Towards Carbon Footprint-Aware Recommender Systems for Greener Item Recommendation
Raoul Kalisvaart, Masoud Mansoury, Alan Hanjalic, Elvin Isufi
TL;DR
This work tackles carbon footprint-aware recommender systems by introducing RecipeEmission, the first RecSys dataset that includes item-level CO$_2$-eq footprints and greenness scores. It benchmarks nine conventional RecSys algorithms and shows that accuracy-optimized models do not prioritize greener items, while longer lists tend to be greener but less accurate. A simple, modular reranking approach that combines predicted relevance with item greenness ($\mu_{u,i} = \alpha \hat{r}_{u,i} + (1-\alpha) g_i$) yields substantial greenness gains with only small accuracy losses, enabling greener recommendations without retraining. The dataset, metrics, and reranking method lay a foundation for multi-criteria, sustainability-focused RecSys research with practical implications for greener item recommendations in e-commerce and beyond.
Abstract
The commodity and widespread use of online shopping are having an unprecedented impact on climate, with emission figures from key actors that are easily comparable to those of a large-scale metropolis. Despite online shopping being fueled by recommender systems (RecSys) algorithms, the role and potential of the latter in promoting more sustainable choices is little studied. One of the main reasons for this could be attributed to the lack of a dataset containing carbon footprint emissions for the items. While building such a dataset is a rather challenging task, its presence is pivotal for opening the doors to novel perspectives, evaluations, and methods for RecSys research. In this paper, we target this bottleneck and study the environmental role of RecSys algorithms. First, we mine a dataset that includes carbon footprint emissions for its items. Then, we benchmark conventional RecSys algorithms in terms of accuracy and sustainability as two faces of the same coin. We find that RecSys algorithms optimized for accuracy overlook greenness and that longer recommendation lists are greener but less accurate.
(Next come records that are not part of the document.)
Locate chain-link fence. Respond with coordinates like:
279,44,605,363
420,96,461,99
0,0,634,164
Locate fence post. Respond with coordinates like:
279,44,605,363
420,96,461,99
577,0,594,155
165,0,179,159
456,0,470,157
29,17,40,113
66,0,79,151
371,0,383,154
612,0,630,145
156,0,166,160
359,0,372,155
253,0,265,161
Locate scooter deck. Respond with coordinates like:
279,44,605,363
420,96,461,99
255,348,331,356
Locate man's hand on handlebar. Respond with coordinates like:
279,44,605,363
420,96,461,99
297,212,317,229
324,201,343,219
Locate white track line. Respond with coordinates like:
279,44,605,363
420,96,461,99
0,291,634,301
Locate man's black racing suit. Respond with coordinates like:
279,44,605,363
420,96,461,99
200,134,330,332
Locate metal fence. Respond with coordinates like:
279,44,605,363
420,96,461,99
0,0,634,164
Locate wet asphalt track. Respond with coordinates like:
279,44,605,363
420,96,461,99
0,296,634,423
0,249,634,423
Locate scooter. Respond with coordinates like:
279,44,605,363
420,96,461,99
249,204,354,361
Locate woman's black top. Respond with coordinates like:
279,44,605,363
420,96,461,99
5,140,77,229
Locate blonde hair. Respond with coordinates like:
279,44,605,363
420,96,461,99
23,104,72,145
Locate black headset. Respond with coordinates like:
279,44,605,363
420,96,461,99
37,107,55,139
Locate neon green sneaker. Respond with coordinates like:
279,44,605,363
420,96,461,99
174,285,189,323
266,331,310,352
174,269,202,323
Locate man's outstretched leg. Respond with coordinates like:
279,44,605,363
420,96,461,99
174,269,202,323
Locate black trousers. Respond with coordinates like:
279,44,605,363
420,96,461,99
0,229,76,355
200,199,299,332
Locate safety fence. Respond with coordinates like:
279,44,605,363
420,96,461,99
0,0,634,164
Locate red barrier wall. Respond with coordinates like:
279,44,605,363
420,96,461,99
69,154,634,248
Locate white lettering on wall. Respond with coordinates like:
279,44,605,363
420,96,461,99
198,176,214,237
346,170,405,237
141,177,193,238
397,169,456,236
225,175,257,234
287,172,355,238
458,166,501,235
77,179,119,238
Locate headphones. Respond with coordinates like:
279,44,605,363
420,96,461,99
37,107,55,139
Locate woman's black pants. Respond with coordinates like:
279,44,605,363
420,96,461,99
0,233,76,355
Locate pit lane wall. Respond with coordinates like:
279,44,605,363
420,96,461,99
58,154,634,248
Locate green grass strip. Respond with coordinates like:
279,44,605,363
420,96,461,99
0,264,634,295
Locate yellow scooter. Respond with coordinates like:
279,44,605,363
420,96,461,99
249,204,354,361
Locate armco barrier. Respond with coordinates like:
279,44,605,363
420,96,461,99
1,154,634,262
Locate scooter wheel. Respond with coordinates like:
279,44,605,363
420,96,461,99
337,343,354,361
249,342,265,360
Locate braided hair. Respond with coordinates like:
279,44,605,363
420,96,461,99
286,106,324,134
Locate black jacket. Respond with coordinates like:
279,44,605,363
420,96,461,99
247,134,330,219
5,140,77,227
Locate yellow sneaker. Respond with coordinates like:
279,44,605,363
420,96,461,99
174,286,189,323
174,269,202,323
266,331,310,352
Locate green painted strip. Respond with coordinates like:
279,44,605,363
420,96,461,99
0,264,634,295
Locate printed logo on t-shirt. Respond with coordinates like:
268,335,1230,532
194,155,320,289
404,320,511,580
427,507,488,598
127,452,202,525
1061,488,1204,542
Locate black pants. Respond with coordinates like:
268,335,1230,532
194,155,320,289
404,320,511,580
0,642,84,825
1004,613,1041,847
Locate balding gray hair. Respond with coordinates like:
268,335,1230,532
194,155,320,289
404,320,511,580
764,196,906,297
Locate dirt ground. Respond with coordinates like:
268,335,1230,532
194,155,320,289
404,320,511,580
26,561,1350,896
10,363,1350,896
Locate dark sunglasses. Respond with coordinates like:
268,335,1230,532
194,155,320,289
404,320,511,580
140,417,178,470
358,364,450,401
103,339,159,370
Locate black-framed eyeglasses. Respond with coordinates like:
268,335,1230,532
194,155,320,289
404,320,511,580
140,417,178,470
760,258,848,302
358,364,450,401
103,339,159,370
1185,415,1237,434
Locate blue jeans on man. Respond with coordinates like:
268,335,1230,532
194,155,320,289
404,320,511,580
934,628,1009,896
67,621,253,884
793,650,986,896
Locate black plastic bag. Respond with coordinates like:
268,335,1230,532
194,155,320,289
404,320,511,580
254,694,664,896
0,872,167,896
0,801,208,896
Then, we show that a simple reranking approach that accounts for the item's carbon footprint can establish a better trade-off between accuracy and greenness. This reranking approach is modular, ready to use, and can be applied to any RecSys algorithm without the need to alter the underlying mechanisms or retrain models. Our results show that a small sacrifice of accuracy can lead to significant improvements of recommendation greenness across all algorithms and list lengths. Arguably, this accuracy-greenness trade-off could even be seen as an enhancement of user satisfaction, particularly for purpose-driven users who prioritize the environmental impact of their choices. We anticipate this work will serve as the starting point for studying RecSys for more sustainable recommendations.